Так русская женская поэзия обрела экзотический колорит – Анна Андреевна решила взять в качестве псевдонима фамилию прабабки по материнской линии Прасковьи Ахматовой. Впоследствии поэтесса сочинит легенду, что этот род ведёт своё начало от хана Большой Орды Ахмата, того самого, что соперничал с Иваном III Великим. А стало быть, восходит к самому Чингисхану. 

Анна Ахматова в детстве.
Анна Ахматова в детстве. Фото: АиФ/ http://anna.ahmatova.com/

Величие и поза 

Легенда красивая, но не имеющая ни малейшей связи с реальностью. Зато отлично иллюстрирующая стиль поведения Ахматовой, главной чертой которого все её современники называли величественность. Что проявлялось даже в такой прозе жизни, как застолье с водкой: «Когда Ахматовой наливали, то всегда спрашивали — сколько налить. И Ахматова рукой показывала, что, дескать, хватит. А поскольку жест был — как всё, что Анна Андреевна делала — медленный и величественный, то рюмка успевала наполниться до краёв.
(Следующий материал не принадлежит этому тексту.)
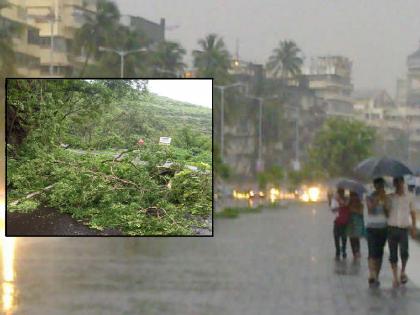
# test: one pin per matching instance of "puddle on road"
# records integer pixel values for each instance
(7, 245)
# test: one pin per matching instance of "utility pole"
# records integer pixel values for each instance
(222, 114)
(122, 54)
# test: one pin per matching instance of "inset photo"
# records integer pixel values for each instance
(109, 157)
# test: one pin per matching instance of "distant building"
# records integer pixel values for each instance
(401, 93)
(370, 106)
(155, 32)
(413, 79)
(26, 42)
(57, 21)
(330, 78)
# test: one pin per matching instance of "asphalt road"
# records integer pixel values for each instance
(279, 261)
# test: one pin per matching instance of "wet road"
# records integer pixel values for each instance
(279, 261)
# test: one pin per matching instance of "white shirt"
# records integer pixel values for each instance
(376, 219)
(401, 206)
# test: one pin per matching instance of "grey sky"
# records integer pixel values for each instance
(197, 92)
(376, 34)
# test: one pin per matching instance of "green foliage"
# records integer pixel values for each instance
(102, 120)
(220, 169)
(213, 59)
(192, 190)
(339, 146)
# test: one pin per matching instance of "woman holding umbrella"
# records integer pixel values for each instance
(401, 207)
(355, 228)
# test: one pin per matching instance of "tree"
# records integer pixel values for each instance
(168, 59)
(339, 146)
(285, 62)
(97, 31)
(213, 60)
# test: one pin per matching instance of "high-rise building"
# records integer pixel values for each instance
(413, 79)
(25, 38)
(57, 22)
(330, 78)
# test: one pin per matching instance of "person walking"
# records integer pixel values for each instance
(355, 227)
(376, 229)
(340, 208)
(401, 208)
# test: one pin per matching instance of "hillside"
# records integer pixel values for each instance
(73, 147)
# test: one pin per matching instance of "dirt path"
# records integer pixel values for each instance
(49, 222)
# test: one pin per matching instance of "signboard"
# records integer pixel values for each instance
(260, 165)
(296, 165)
(165, 140)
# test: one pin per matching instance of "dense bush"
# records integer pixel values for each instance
(138, 193)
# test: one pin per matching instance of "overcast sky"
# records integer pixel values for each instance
(197, 92)
(377, 35)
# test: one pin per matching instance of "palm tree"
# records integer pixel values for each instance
(213, 60)
(285, 60)
(168, 59)
(7, 31)
(96, 31)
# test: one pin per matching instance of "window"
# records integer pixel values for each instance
(33, 36)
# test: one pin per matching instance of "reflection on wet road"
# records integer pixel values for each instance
(258, 263)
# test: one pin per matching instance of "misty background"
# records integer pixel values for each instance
(376, 35)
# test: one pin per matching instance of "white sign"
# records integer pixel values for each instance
(296, 165)
(165, 140)
(260, 165)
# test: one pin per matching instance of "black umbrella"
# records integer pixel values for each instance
(351, 185)
(378, 167)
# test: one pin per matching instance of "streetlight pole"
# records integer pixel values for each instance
(260, 105)
(222, 114)
(122, 54)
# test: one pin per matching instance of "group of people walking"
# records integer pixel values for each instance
(380, 218)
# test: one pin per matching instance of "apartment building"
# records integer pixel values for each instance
(330, 78)
(57, 22)
(25, 39)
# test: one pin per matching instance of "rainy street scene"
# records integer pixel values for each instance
(314, 163)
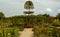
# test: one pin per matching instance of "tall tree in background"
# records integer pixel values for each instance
(1, 15)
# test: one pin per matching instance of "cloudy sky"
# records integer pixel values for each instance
(16, 7)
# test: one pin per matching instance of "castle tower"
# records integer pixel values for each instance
(28, 6)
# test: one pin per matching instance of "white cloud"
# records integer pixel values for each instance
(16, 7)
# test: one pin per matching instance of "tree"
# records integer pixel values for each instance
(1, 15)
(58, 16)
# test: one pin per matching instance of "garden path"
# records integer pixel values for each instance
(27, 32)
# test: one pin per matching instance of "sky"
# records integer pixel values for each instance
(16, 7)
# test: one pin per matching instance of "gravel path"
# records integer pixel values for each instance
(27, 32)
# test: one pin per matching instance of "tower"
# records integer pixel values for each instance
(28, 6)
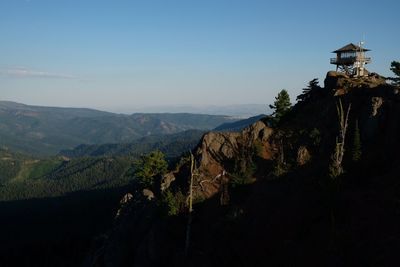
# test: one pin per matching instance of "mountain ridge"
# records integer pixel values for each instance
(47, 130)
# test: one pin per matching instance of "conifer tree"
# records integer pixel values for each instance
(308, 91)
(281, 105)
(395, 67)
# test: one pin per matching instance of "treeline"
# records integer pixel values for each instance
(68, 176)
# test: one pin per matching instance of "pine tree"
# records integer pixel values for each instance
(148, 167)
(308, 91)
(281, 105)
(395, 67)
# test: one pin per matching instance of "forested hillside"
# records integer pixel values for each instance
(48, 130)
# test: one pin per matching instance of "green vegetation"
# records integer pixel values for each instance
(281, 105)
(309, 91)
(173, 203)
(172, 145)
(395, 67)
(45, 131)
(53, 177)
(150, 167)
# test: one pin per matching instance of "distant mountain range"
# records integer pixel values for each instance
(172, 145)
(239, 110)
(48, 130)
(238, 125)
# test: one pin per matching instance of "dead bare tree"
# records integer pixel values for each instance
(336, 168)
(189, 223)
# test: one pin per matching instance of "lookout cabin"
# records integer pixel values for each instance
(351, 60)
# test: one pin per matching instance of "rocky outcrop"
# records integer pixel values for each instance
(216, 156)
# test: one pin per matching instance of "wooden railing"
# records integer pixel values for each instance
(348, 60)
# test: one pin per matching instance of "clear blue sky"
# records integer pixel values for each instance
(120, 53)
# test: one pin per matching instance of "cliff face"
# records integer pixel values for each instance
(301, 216)
(216, 156)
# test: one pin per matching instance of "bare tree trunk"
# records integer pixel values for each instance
(337, 157)
(189, 223)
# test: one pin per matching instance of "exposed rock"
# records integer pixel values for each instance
(218, 151)
(303, 156)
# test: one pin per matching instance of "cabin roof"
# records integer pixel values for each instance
(350, 48)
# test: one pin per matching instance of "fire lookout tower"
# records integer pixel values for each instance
(351, 60)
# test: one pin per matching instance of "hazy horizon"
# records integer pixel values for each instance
(126, 54)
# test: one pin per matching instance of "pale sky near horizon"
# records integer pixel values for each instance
(119, 53)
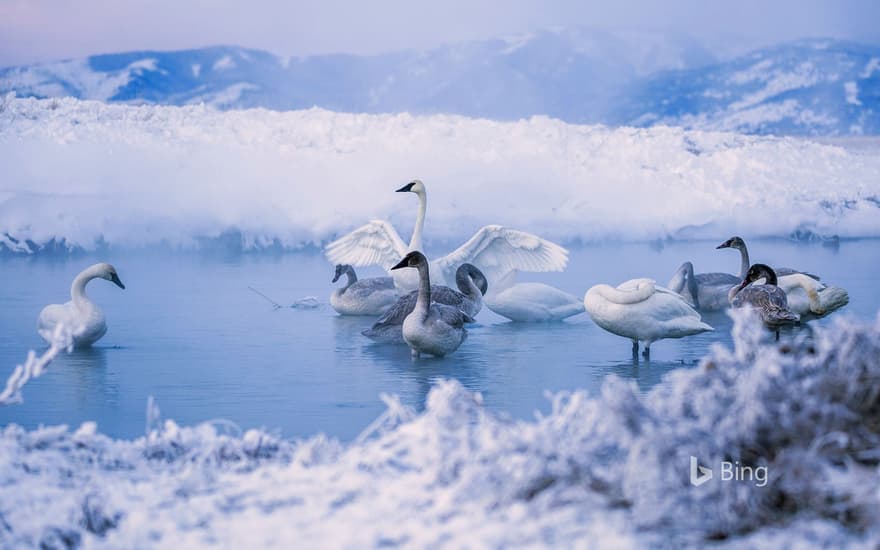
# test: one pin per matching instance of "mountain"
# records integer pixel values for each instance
(578, 75)
(813, 87)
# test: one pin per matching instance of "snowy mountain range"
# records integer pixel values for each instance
(811, 87)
Против чего Ахматова не возражала».

Многие, особенно недоброжелатели, принимали это за дешёвое позёрство. Но в том-то всё и дело, что Ахматова обладала могучим поэтическим даром. И не просто обладала — она его осознавала. Грубо говоря, её величие как поэта отчасти давало ей право на величественность в поведении и даже на некоторую позу.

В совокупности это дало любопытный результат. В первый сборник Ахматовой «Вечер», вышедший в 1912 г., вошло стихотворение с ударным началом: «Муж хлестал меня узорчатым, вдвое сложенным ремнём». И ещё одно, первая строфа которого заканчивалась так: «Я на правую руку надела перчатку с левой руки».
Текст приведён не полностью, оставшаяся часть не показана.